納付額については、一括納付する場合と分割納付する場合とで書き方が異なります。分割納付する場合は、期別の納付額を分けて記入しましょう。
3.保険料の納付
労働保険の年度更新は、保険料の申告と納付がセットです。申告書を提出するのと同時に、保険料を納付しましょう。
労働保険年度更新申告書の一般的な書き方
労働保険年度更新申告書の一般的な書き方を解説します。
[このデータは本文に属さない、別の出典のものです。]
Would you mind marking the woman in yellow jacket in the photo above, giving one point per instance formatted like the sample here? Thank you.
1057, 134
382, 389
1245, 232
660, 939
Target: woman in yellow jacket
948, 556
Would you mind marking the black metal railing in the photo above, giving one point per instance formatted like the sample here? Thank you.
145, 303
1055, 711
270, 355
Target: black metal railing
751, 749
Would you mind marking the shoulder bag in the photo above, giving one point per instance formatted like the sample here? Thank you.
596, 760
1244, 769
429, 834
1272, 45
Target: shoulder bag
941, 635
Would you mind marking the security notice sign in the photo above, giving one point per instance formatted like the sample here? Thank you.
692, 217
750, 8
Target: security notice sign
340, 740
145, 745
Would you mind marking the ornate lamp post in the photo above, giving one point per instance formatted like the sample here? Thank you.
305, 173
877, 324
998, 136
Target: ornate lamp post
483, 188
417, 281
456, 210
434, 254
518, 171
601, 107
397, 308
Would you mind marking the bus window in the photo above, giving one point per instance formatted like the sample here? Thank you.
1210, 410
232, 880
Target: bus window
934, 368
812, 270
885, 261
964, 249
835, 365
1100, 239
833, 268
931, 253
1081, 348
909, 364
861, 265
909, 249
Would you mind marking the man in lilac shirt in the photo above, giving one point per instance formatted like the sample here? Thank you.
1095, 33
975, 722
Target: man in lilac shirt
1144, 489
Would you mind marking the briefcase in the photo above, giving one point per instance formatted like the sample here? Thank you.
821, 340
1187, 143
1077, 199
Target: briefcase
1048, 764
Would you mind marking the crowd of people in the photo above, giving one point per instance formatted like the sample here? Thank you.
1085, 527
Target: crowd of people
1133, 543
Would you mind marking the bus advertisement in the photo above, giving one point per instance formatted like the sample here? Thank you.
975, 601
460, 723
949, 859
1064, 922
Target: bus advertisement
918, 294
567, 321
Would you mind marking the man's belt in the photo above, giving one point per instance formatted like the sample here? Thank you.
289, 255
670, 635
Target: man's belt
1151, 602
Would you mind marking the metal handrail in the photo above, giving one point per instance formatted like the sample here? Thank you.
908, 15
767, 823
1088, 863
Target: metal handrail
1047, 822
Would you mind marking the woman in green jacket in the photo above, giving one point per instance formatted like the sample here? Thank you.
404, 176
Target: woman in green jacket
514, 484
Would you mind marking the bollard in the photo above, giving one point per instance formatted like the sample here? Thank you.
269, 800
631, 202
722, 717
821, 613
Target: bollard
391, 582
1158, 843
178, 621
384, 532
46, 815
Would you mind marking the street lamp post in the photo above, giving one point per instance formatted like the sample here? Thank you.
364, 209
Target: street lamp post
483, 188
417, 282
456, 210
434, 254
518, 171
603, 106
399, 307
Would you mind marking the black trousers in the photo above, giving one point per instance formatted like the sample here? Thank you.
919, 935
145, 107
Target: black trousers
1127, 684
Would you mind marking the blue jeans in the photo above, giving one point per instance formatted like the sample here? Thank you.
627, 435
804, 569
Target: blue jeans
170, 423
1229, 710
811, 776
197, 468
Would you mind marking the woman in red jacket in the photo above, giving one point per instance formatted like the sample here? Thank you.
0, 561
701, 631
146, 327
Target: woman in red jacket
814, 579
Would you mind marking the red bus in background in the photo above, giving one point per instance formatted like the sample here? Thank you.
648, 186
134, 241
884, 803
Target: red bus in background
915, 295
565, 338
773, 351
年度更新申告書の様式は、次の通りです。
出典:『令和6年度 労働保険年度更新申告書(下書き用)』厚生労働省
主な記載項目について、以下で書き方のポイントを紹介します。
(1)対象労働者数
常時使用している労働者数と、雇用保険の被保険者数について、前年度の1か月平均の人数をそれぞれ記入します。
(2)確定保険料・一般拠出金
確定保険料の算定金額(確定賃金総額)や、確定保険料と一般拠出金の額を記入します。
労災保険と雇用保険の対象者数が異なる場合は、それぞれの保険料を内訳として記入しましょう。たとえば、パートやアルバイトのなかに週の所定労働時間が20時間未満の人がいて、雇用保険の被保険者資格を満たさない場合などです。
(3)概算保険料
概算保険料と、計算のもとになった算定金額(見込み賃金総額)を記入します。基本的な書き方は、確定保険料と変わりません。
(4)延納の申請
労働保険料は原則一括納付ですが、10月1日以降に保険関係が成立した事業ではなく、次のいずれかの条件を満たす場合は分割納付(延納)が可能です。
- 概算保険料が40万円以上
- 労災保険か雇用保険のどちらかのみに加入しており、その保険料が20万円以上
分割納付を希望する場合は「延納の申請」の欄に「3」を、一括納付する場合は「1」を記入します。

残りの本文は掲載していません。